Report of Proceedings (Sept. 8, 2010) at 12.  

       The judgment and sentence reflects the guilty plea to count I, a finding of sexual 

motivation in committing the offense (RCW 9.94A.835), the offense's unranked status, 

confinement of 24 months on count I, and 36 months community custody for a sex 

offense. The court did not impose an exceptional sentence or check off the paragraph 

stating the confinement time on count I included 12 months as an enhancement for 

sexual motivation. Mr. Snedden appeals.

                                          ANALYSIS

       The issue is whether the sentencing court erred by imposing 36 months of 

community custody instead of 12 months as urged by Mr. Snedden.  

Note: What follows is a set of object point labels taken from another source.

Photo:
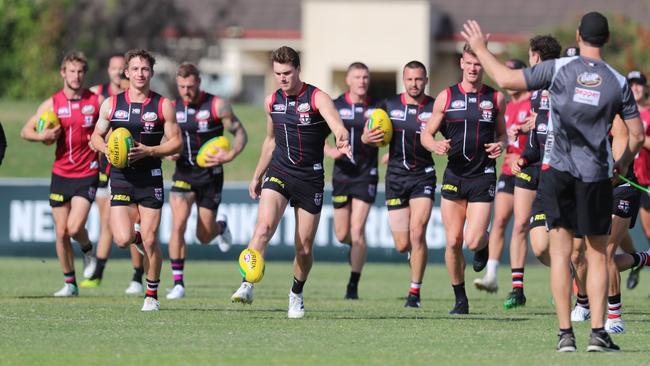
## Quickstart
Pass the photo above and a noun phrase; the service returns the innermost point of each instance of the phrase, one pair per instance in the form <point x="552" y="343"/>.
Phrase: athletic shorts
<point x="537" y="216"/>
<point x="207" y="195"/>
<point x="582" y="207"/>
<point x="62" y="189"/>
<point x="402" y="188"/>
<point x="306" y="194"/>
<point x="343" y="192"/>
<point x="528" y="178"/>
<point x="645" y="201"/>
<point x="506" y="184"/>
<point x="626" y="202"/>
<point x="148" y="193"/>
<point x="476" y="189"/>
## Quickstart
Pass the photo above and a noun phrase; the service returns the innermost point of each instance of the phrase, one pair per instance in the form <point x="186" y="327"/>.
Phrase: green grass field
<point x="104" y="326"/>
<point x="34" y="160"/>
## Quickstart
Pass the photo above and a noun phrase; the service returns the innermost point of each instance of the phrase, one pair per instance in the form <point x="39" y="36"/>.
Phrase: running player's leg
<point x="79" y="208"/>
<point x="503" y="206"/>
<point x="453" y="219"/>
<point x="614" y="323"/>
<point x="342" y="224"/>
<point x="560" y="253"/>
<point x="64" y="250"/>
<point x="149" y="222"/>
<point x="419" y="218"/>
<point x="181" y="206"/>
<point x="358" y="249"/>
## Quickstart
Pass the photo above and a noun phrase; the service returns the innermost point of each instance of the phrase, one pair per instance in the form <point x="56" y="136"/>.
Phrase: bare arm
<point x="427" y="137"/>
<point x="102" y="126"/>
<point x="28" y="131"/>
<point x="328" y="111"/>
<point x="255" y="187"/>
<point x="500" y="73"/>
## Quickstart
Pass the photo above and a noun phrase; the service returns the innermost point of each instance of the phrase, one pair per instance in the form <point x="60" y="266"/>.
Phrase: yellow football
<point x="379" y="118"/>
<point x="251" y="265"/>
<point x="211" y="147"/>
<point x="118" y="145"/>
<point x="47" y="119"/>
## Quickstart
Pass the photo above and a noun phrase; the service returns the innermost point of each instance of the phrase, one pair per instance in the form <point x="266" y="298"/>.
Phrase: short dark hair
<point x="286" y="55"/>
<point x="468" y="50"/>
<point x="546" y="46"/>
<point x="358" y="66"/>
<point x="74" y="56"/>
<point x="415" y="65"/>
<point x="187" y="69"/>
<point x="129" y="55"/>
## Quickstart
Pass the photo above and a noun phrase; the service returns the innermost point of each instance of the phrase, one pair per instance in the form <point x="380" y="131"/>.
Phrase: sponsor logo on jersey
<point x="203" y="114"/>
<point x="121" y="114"/>
<point x="121" y="197"/>
<point x="486" y="104"/>
<point x="63" y="111"/>
<point x="397" y="113"/>
<point x="318" y="199"/>
<point x="589" y="79"/>
<point x="157" y="192"/>
<point x="346" y="113"/>
<point x="449" y="187"/>
<point x="586" y="96"/>
<point x="88" y="109"/>
<point x="150" y="116"/>
<point x="56" y="197"/>
<point x="304" y="107"/>
<point x="304" y="119"/>
<point x="424" y="116"/>
<point x="458" y="104"/>
<point x="148" y="126"/>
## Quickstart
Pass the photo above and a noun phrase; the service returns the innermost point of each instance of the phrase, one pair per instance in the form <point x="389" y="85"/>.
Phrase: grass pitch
<point x="104" y="326"/>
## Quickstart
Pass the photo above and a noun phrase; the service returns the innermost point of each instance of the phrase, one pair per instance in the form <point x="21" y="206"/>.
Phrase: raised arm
<point x="328" y="111"/>
<point x="427" y="137"/>
<point x="499" y="72"/>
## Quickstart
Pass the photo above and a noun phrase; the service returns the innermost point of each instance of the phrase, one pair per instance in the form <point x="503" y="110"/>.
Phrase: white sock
<point x="492" y="266"/>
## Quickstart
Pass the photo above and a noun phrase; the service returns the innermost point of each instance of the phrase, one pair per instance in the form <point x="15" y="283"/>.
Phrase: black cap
<point x="515" y="64"/>
<point x="571" y="51"/>
<point x="594" y="28"/>
<point x="637" y="77"/>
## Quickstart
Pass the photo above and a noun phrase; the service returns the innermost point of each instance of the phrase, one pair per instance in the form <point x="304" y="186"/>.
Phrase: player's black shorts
<point x="528" y="178"/>
<point x="645" y="201"/>
<point x="343" y="192"/>
<point x="207" y="195"/>
<point x="401" y="188"/>
<point x="302" y="193"/>
<point x="146" y="193"/>
<point x="537" y="216"/>
<point x="506" y="184"/>
<point x="62" y="189"/>
<point x="584" y="208"/>
<point x="626" y="202"/>
<point x="477" y="189"/>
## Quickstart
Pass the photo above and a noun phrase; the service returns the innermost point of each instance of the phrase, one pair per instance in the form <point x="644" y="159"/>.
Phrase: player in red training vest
<point x="75" y="170"/>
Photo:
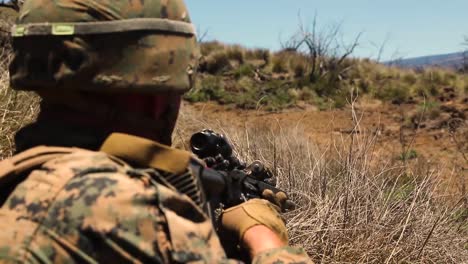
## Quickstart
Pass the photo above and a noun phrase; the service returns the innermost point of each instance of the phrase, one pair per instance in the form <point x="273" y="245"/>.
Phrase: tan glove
<point x="279" y="199"/>
<point x="238" y="219"/>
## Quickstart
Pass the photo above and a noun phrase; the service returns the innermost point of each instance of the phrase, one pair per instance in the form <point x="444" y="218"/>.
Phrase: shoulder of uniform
<point x="147" y="153"/>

                                               2 

No. 29441-2-III 
State v. Snedden  

       We review de novo whether the trial court had statutory authority to impose

community custody conditions.  State v. Armendariz, 160 Wn.2d 106, 110, 156 P.3d 

201 (2007). If the condition is statutorily authorized, we review the sentencing court's 

decision to impose the condition for an abuse of discretion. State v. Autrey, 136 Wn.

App. 460, 466-67, 150 P.3d 580 (2006). Discretion is abused if it is exercised without

tenable grounds or reasons.  State ex rel. Carroll v. Junker, 79 Wn.2d 12, 26, 482 P.2d 

775 (1971).

       The law in effect at the time a criminal offense is committed controls the 

sentence.  State v. Schmidt, 143 Wn.2d 658, 673-74, 23 P.3d 462 (2001). Mr. 

Snedden's crime occurred in late 2008. Former RCW 9.94A.505(2)(b) (2008) stated, "If 

a standard sentence range has not been established for the offender's crime, the court 

shall impose a determinate sentence which may include not more than one year of 

confinement; community restitution work; . . . a term of community custody not to 

exceed one year; and/or other legal financial obligations."  

       In late 2008, the legislature enacted RCW 9.94A.701 (effective August 1, 2009), 

which states:  "If an offender is sentenced to the custody of the department for one of 

the following crimes, the court shall, in addition to the other terms of the sentence, 

sentence the offender to community custody for three years . . . (a) A sex offense not 

sentenced under RCW 9.94A.507." RCW 9.94A.701(1).  Indecent exposure is not 

listed under RCW 9.94.A.507(1)(a).  

                                               3 

No. 29441-2-III 
State v. Snedden  

       RCW 10.01.040 partly provides, "Whenever any criminal or penal statute shall 

be amended or repealed, all offenses committed . . . while it was in force shall be 

punished or enforced as if it were in force, notwithstanding such amendment or repeal, 

unless a contrary intention is expressly declared in the amendment or repealing act."  

(Emphasis added.)  On the surface, it would appear that the laws covering community 

custody in effect in late 2008 would be applicable. But the legislature clarified its intent 

in 2008 chapter 231, which states courts are, "to apply the provisions of the current 

community custody law to offenders sentenced after July 1, 2009, but who committed 

their crime prior to August 1, 2009, to the extent that such application is constitutionally 

permissible." This language evidences the legislature's "contrary intent" that RCW 

9.94A.701(1) be applied to sentences after July 1, 2009 for crimes committed prior to 

August 1, 2009 when constitutionally permissible.  RCW 10.01.040.  Mr. Snedden fits 

into this category and makes no argument that the application of the current statute is 

constitutionally impermissible.  

       Accordingly, the sentencing court did not err by exceeding its authority in relying 

on RCW 9.94A.701 to impose 36 months of community custody.  

       Affirmed.    

                                                    ________________________________
                                                    Brown, J.

WE CONCUR:

                                               4 

No. 29441-2-III 
State v. Snedden  

___________________________                         ________________________________
Sweeney, J.                                         Siddoway, J.